Der vergessene Reaktor
Proteste gegen atomare Forschungsanlage in Wannsee / Stilllegung »in etwa 15 Jahren«
Skepsis wegen Berlins einziger Atomanlage ist in Wannsee weit verbreitet. In der Nähe des dortigen Forschungsreaktors hängt an einem Haus ein Transparent mit der Aufschrift: »Kein Flugverkehr über nuklearem Forschungsreaktor Wannsee!« Anwohner Wolf Schmidt fühlt sich von den Behörden nicht genug aufgeklärt: »Das war lange gar kein Thema. Vor allem die Potsdamer wussten gar nichts.« Der ebenfalls seit über zehn Jahren im Bezirk lebende Lorenz Bauer meint: »Je schneller der Reaktor abgeschaltet wird, desto besser.« Es gibt jedoch auch andere Meinungen. Professor Horst Kramer etwa hat festes Vertrauen in die Sicherheitskonzepte. Der wissenschaftliche Wert der Anlage werde allerdings häufig übertrieben.
Aktivisten wollen am Wochenende erneut unter dem Motto »Stilllegung aller Atomanlagen!« auf die Straße gehen. Ihr Unmut richtet sich eine Woche vor dem Jahrestag der Katastrophe von Fukushima gegen eben jenen Forschungsreaktor. Die vom Helmholtz-Zentrum Berlin (HZB) betriebene Anlage erzeugt keinen Strom, sondern liefert Neutronen für die Erforschung von Materie, so in den Bereichen Chemie, Metallkunde oder Festkörperphysik.

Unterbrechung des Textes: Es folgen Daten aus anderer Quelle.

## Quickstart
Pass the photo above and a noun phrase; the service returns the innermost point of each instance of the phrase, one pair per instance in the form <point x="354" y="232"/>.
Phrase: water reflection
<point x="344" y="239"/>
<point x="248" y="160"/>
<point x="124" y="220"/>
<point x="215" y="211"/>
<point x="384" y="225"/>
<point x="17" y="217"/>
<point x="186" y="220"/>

Das »Anti-Atom-Bündnis in Berlin und Potsdam« (AAB) will mit einer Doppelkundgebung in beiden Städten für die Abschaltung der Atomanlage demonstrieren. »Wir wollen Aufmerksamkeit auf den Reaktor lenken, über den immer noch viel zu wenige Bescheid wissen«, sagt Hauke Benner vom AAB. Sie ließen sich nicht mit dem Verweis auf die geringe Wahrscheinlichkeit von Unfällen abspeisen. »Nach Fukushima sind Wahrscheinlichkeitsrechnungen Makulatur«, so Benner weiter. Die Gutachter, die dem Reaktor für weitgehend sicher erklärt hatten, hätten eine zu große Nähe zur Atomindustrie. Der Katastrophenplan des HZB sei technisch kaum durchführbar. Für eine sichere Zwischenlagerung des Atommülls sei ebenfalls nicht gesorgt. Laut Brenner werde alles in allem die Bevölkerung zugunsten des »Wissenschaftsstandorts Berlin« unnötig gefährdet. Unterstützt wird der Protest von Gliederungen der Linkspartei.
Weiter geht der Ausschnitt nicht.